LETTRE III.
Léonce à Delphine.
Vous partiriez sans me voir! vous! La terre manqueroit sous mes pas, avant que je cessasse de vous suivre! avez-vous pu penser que vous échapperiez à mon amour? Il dompteroit tout, et vous-même. Respectez un sentiment passionné, Delphine, je vous le répète, respectez-le; vous ne savez pas; en le bravant, quels maux vous attireriez sur nos têtes.
J'ai été ce matin à votre porte; faible encore, je pouvois à peine me soutenir; on a refusé de me recevoir! j'ai fait quelques pas dans votre cour; vos gens ont persisté à m'interdire d'aller plus loin.

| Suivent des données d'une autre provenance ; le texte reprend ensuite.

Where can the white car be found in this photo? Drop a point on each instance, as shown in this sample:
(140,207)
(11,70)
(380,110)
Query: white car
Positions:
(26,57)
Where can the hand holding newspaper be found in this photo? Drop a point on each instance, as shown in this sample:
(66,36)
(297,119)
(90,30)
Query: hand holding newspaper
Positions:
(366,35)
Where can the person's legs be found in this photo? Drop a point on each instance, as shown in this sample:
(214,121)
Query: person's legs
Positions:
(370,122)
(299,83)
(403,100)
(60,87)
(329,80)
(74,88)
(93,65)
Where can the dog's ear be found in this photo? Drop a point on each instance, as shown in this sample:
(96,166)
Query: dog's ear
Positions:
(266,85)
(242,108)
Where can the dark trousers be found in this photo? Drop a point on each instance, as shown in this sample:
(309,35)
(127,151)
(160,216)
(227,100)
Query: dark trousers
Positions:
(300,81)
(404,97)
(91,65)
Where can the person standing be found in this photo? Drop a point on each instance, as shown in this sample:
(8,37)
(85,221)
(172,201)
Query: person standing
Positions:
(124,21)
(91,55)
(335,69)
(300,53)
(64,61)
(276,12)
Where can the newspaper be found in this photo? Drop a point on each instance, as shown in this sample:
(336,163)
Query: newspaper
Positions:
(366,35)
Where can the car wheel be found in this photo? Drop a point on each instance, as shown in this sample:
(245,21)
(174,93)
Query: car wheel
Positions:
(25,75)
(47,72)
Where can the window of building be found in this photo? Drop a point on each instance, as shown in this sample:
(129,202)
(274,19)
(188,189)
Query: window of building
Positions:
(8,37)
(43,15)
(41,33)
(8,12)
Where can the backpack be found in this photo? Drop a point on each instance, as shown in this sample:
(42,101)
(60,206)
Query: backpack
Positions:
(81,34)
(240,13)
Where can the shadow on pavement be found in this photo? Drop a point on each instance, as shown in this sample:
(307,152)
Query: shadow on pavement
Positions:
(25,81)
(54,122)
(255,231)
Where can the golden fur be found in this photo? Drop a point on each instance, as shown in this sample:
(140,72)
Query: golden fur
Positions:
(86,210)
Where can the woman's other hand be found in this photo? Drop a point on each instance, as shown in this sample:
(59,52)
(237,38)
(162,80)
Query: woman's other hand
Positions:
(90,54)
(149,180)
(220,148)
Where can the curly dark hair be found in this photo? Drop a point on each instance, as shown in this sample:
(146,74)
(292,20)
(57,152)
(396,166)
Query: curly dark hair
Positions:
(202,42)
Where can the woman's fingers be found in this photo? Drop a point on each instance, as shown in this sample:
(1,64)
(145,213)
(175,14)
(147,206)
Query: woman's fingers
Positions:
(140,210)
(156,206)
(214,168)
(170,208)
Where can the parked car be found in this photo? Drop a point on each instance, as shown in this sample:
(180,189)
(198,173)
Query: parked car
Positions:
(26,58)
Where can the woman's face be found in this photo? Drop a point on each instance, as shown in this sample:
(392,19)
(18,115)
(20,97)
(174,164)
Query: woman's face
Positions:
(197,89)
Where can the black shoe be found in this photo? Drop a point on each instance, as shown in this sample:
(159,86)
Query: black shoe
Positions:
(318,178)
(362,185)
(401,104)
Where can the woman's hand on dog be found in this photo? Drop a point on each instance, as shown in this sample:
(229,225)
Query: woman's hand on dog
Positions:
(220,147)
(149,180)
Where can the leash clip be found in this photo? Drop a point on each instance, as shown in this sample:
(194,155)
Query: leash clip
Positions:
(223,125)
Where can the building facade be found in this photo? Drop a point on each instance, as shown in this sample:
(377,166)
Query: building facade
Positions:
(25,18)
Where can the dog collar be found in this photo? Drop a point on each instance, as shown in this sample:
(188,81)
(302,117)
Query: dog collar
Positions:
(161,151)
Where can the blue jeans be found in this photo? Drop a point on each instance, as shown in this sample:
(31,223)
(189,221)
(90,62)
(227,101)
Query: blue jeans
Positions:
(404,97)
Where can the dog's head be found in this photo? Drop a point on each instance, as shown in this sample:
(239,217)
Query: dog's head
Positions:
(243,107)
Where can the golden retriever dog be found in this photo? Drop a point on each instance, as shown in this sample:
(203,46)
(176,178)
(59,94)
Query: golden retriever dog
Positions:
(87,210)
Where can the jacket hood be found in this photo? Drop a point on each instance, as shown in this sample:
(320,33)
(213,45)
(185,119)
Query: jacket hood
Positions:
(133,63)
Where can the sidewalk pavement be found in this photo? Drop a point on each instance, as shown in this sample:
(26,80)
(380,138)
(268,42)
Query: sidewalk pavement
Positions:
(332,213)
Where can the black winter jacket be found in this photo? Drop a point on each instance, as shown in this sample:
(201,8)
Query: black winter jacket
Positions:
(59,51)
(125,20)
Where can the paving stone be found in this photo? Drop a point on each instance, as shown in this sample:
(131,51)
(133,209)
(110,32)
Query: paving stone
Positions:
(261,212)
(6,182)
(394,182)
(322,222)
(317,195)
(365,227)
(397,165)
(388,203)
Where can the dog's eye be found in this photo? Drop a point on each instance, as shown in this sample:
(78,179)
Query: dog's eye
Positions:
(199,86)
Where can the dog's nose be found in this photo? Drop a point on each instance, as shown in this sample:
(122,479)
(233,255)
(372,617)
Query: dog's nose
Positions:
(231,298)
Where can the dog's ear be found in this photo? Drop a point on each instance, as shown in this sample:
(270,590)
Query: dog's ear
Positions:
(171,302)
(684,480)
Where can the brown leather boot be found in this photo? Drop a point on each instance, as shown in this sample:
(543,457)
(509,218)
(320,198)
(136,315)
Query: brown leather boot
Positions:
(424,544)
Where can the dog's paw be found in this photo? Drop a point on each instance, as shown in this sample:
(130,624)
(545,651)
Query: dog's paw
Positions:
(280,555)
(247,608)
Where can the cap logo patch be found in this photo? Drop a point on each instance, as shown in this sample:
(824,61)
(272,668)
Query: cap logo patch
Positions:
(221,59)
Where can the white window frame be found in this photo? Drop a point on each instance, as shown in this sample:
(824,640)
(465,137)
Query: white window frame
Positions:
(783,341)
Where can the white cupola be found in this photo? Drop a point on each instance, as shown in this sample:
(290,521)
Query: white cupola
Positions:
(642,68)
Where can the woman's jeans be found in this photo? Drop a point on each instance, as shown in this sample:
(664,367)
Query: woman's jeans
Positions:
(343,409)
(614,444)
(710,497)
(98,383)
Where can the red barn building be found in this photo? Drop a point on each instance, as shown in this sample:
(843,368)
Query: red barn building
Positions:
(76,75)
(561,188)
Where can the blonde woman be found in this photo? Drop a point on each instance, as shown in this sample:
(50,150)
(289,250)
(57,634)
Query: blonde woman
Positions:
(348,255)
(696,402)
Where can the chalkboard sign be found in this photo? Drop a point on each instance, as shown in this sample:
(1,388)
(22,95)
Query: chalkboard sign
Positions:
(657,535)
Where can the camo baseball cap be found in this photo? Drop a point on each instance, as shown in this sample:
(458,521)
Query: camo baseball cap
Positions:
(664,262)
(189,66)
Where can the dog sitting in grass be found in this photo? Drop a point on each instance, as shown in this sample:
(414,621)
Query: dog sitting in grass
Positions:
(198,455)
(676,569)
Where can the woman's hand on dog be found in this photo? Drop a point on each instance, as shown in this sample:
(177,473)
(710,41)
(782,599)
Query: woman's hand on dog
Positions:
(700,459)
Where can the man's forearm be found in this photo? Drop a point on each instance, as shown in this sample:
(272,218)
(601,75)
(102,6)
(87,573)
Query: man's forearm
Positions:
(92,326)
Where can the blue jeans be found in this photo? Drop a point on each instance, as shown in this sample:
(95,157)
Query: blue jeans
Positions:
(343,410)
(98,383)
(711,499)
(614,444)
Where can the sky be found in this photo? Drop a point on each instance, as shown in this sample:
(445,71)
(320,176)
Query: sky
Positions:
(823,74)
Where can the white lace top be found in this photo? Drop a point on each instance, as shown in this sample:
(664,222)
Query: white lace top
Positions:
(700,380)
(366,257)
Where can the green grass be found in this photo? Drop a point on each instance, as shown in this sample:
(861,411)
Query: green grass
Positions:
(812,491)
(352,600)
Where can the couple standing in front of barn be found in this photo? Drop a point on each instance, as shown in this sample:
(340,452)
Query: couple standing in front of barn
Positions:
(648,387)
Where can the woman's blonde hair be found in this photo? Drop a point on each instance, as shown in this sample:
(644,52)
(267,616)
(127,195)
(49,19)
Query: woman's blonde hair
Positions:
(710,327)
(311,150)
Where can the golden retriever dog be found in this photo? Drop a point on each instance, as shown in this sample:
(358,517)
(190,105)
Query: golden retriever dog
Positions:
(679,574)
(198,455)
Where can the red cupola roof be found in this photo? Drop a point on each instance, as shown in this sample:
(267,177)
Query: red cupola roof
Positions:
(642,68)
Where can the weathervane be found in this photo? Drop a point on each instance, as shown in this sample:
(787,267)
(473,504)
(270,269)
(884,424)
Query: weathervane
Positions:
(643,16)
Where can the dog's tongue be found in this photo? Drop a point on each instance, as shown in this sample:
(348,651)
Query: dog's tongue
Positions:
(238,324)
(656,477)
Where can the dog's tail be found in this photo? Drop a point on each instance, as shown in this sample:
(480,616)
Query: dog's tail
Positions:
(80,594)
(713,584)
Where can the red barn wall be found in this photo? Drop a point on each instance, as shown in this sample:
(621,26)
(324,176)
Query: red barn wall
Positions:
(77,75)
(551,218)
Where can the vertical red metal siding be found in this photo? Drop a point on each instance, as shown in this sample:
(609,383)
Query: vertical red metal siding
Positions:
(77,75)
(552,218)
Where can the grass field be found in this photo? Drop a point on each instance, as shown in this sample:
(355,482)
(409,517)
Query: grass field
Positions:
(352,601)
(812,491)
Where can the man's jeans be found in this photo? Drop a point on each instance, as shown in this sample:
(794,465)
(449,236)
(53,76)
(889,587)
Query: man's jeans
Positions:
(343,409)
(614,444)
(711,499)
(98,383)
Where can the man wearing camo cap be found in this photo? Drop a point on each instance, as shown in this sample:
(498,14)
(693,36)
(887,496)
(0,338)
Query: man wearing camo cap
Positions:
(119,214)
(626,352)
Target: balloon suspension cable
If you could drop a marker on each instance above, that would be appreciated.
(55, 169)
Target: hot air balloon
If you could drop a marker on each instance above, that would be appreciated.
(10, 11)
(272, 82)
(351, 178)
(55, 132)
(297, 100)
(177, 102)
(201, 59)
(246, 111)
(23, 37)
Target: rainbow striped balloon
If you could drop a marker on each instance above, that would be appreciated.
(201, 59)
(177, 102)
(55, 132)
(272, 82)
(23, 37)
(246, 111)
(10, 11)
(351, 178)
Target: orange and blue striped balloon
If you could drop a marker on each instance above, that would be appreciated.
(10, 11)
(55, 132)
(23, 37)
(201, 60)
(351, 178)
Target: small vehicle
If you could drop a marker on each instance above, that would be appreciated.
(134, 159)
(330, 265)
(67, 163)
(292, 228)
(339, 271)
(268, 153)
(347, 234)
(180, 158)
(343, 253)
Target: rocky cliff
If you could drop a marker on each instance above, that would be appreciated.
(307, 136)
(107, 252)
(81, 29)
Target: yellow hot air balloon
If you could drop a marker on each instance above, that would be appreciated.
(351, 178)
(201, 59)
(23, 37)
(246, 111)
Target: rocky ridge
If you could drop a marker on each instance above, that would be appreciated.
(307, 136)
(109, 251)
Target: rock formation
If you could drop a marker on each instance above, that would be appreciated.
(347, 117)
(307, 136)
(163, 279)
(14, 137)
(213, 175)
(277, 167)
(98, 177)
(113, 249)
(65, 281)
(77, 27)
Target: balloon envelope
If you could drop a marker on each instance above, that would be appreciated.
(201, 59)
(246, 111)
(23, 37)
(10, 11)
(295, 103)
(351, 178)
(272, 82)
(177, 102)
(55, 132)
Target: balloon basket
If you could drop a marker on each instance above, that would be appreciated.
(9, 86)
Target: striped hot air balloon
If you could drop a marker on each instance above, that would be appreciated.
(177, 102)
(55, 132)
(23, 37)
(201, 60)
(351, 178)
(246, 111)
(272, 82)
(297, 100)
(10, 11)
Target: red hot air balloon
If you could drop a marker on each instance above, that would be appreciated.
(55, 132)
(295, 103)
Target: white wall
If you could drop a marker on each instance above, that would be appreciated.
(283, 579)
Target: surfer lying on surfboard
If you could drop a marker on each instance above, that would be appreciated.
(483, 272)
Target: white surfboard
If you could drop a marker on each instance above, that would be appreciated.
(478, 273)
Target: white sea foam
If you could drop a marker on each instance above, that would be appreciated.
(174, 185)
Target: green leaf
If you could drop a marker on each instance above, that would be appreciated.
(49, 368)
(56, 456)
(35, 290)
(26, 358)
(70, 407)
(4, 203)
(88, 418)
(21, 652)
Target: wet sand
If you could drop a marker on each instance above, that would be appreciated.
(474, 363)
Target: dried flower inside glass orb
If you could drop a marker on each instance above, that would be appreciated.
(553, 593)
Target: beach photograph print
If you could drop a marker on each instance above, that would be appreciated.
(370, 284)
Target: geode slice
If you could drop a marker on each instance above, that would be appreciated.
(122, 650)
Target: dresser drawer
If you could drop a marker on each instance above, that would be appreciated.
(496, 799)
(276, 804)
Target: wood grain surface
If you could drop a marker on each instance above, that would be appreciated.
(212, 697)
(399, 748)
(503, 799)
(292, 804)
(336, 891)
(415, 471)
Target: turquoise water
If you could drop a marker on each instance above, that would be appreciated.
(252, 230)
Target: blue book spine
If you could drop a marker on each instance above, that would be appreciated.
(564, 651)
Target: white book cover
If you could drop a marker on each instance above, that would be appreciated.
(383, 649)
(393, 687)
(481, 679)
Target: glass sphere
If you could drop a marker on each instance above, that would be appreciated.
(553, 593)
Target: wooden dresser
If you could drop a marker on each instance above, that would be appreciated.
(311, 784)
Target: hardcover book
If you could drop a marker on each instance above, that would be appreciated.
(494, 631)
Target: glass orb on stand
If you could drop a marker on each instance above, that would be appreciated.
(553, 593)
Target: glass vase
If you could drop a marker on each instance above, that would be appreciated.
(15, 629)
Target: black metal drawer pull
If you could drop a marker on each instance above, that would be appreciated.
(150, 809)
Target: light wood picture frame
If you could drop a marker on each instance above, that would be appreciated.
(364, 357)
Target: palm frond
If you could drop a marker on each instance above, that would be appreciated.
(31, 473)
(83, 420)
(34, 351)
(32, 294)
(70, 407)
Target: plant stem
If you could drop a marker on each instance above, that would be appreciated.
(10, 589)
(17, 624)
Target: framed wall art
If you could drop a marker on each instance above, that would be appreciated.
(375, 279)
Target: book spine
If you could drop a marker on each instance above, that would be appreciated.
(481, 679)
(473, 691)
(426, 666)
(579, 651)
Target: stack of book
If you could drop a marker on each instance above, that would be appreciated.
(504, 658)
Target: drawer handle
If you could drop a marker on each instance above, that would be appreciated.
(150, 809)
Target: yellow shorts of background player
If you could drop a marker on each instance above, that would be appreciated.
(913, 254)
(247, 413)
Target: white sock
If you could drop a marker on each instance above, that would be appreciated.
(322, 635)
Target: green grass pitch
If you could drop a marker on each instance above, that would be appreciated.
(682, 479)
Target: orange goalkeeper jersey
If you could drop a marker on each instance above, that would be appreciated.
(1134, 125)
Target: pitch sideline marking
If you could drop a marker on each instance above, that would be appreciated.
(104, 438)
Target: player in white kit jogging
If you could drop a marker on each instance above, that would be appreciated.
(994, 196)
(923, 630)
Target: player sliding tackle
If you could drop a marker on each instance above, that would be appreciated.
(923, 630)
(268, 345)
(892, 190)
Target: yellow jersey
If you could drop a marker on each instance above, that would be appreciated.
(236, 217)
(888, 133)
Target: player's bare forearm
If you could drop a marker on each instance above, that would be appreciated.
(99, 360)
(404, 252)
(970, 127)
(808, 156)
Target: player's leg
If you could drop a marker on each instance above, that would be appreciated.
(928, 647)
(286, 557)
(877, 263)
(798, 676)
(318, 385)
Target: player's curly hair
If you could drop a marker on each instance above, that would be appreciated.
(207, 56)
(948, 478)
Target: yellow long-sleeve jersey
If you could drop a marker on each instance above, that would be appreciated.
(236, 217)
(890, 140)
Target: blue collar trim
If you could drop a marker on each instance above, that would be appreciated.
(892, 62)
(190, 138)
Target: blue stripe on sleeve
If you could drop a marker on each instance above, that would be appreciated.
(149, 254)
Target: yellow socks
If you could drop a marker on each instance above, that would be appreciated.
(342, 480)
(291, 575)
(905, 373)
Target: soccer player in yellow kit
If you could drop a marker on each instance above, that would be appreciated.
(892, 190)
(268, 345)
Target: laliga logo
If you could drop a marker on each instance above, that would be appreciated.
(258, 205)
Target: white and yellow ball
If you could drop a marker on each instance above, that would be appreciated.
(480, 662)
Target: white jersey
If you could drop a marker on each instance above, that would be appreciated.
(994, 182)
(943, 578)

Madame d'Artenas étoit chez vous, je n'ai pas voulu faire un éclat; j'ai levé les yeux vers votre appartement, j'ai cru voir derrière un rideau votre élégante figure; mais l'ombre même de vous a bientôt disparu, et votre femme de chambre est venue m'apporter votre lettre, en me priant, de votre part, de la lire, avant de demander à vous voir; j'ai obéi, je ne sais quel trouble que je me reproche a disposé de moi. Si vous alliez quitter votre demeure, si vous partiez à mon insu, si j'ignorois où vous êtes allée! Non, vous ne voulez pas condamner votre malheureux amant à vous demander en vain dans chaque lieu, croyant sans cesse vous voir eu sans cesse vous perdre, et se précipitant par de vains efforts vers votre image, comme dans ces songes funestes dont la douleur ne pourroit se prolonger sans donner la mort.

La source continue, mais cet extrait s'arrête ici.